Alors que les chaînes d’information en continu occupent une place centrale dans la perception des enjeux internationaux, un phénomène inquiétant s’impose de plus en plus : la confusion constante entre l’information vérifiée et l’opinion commentée. Ce brouillage, entretenu par les dispositifs éditoriaux eux-mêmes, nuit gravement à la compréhension du réel et à la confiance dans les médias traditionnels. Il est temps de rappeler une évidence : le droit à l’expression n’est pas un permis d’embrouiller.
1. Faits et interprétation : un devoir de distinction
La déontologie journalistique repose sur une séparation claire entre les faits — vérifiables, sourcés, recoupés — et les interprétations, analyses ou opinions, qui relèvent du commentaire. Cette distinction est au fondement même de la démocratie. Quand un média brouille cette frontière, il ne rend pas le monde plus intelligible : il le rend plus confus, plus relatif, plus émotionnel. Cela ouvre la voie aux manipulations, à la désinformation et au rejet global de toute parole médiatique.
2. L’exemple des sanctions contre la Russie
Sur les plateaux de chaînes comme LCI, il n’est pas rare d’entendre, dans un même journal, que les sanctions contre la Russie n’ont aucun effet, puis quelques minutes plus tard, que des financiers russes s’en plaignent (source : The Insider). Cet enchaînement montre bien que les faits sont instrumentalisés pour servir des narratifs contradictoires selon l’invité présent, sans que la chaîne ne rétablisse de cadre cohérent ou de hiérarchie explicative. Le spectateur est donc livré à une cacophonie d’interprétations sans jamais disposer de repères stables.
3. Le rôle de l’ARCOM
L’ARCOM (ex-CSA), autorité de régulation de l’audiovisuel et du numérique, a la mission de garantir la qualité de l’information diffusée et la protection du public. Si elle ne peut ni interdire l’opinion, ni imposer une ligne éditoriale, elle peut et doit rappeler aux chaînes leur obligation de distinguer clairement les faits des opinions, et de ne pas présenter des commentaires comme des réalités. Une simple mise en garde ou une charte de bonne pratique seraient déjà un signal fort à l’égard de médias de plus en plus perméables à la confusion délibérée.
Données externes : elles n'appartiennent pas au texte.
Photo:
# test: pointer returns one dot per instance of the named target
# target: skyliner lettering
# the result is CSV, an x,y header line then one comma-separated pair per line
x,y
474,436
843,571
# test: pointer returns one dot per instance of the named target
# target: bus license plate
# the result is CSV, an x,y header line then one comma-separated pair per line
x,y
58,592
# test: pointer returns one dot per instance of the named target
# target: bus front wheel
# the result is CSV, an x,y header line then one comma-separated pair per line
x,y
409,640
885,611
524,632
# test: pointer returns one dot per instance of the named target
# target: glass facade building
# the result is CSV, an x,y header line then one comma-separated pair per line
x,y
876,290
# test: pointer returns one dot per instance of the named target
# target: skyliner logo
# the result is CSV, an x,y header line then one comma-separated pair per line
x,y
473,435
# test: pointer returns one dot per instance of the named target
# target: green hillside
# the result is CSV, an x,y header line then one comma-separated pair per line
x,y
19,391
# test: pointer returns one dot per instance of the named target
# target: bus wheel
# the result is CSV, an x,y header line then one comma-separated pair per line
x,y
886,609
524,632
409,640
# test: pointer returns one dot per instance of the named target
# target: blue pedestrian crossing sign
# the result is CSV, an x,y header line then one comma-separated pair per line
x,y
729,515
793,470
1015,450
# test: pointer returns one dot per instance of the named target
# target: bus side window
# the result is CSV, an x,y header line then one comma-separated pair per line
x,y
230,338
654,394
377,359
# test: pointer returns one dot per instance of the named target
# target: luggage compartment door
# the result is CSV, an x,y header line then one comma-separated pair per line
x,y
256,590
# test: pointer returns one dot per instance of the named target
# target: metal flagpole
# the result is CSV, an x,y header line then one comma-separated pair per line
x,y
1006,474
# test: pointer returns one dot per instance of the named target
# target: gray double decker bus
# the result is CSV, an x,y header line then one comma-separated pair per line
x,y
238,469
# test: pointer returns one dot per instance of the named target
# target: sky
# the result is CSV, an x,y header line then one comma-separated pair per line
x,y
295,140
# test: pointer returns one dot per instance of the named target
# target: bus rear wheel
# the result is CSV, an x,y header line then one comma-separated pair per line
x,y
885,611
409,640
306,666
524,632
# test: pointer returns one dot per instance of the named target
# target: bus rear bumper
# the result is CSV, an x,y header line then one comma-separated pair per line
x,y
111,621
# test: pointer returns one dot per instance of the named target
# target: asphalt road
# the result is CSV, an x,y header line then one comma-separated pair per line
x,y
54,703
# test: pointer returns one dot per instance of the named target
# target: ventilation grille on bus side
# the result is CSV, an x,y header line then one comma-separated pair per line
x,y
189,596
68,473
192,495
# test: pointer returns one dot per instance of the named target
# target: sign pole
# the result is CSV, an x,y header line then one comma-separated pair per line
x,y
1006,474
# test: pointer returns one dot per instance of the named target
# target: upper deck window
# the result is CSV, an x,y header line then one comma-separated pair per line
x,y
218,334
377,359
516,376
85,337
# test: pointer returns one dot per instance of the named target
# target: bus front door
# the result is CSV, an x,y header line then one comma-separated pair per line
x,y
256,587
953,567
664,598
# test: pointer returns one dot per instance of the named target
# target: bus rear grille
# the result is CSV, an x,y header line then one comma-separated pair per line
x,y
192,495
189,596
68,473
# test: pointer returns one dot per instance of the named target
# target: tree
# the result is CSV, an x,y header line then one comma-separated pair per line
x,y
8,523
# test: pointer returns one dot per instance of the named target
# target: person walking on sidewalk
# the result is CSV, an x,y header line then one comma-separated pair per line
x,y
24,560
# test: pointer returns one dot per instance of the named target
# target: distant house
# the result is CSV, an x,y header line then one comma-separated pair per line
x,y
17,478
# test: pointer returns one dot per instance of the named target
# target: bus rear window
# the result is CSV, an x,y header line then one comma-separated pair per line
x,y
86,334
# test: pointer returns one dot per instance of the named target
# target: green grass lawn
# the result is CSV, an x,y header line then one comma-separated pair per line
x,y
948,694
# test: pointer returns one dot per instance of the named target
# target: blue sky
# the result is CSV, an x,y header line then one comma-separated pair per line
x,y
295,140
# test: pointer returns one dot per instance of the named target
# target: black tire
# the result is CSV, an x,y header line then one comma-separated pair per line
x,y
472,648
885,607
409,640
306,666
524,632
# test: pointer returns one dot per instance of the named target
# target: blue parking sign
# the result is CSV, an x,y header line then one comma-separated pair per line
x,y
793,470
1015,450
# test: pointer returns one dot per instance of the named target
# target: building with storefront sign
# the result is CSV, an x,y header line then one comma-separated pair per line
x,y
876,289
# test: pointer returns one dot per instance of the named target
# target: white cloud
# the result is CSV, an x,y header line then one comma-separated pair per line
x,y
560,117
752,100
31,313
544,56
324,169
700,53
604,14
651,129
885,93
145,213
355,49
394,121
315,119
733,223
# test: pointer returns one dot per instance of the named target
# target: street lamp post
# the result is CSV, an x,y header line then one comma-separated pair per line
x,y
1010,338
4. Une proposition citoyenne simple
Il ne s’agit pas de censurer qui que ce soit, mais d’exiger un minimum de clarté : que les chaînes d’info indiquent clairement lorsqu’un propos relève du commentaire, qu’elles signalent les sources de manière transparente, et qu’elles alertent les spectateurs en cas de désaccord manifeste entre l’info brute et son interprétation. Une charte de clarté éditoriale pourrait être adoptée, à l’instar des chartes sur les fake news ou la protection des mineurs. Le public a le droit de comprendre ce qu’on lui présente.
Distinguer, c’est protéger l’intelligence collective
- L’information : c’est ce qui est vérifié, documenté, sourcé.
- L’interprétation : c’est ce qu’on en déduit, selon une grille de lecture ou une conviction.
- Le devoir du média : signaler cette différence clairement à chaque instant.
- Le rôle du citoyen : exiger cette rigueur, au nom du respect de son intelligence.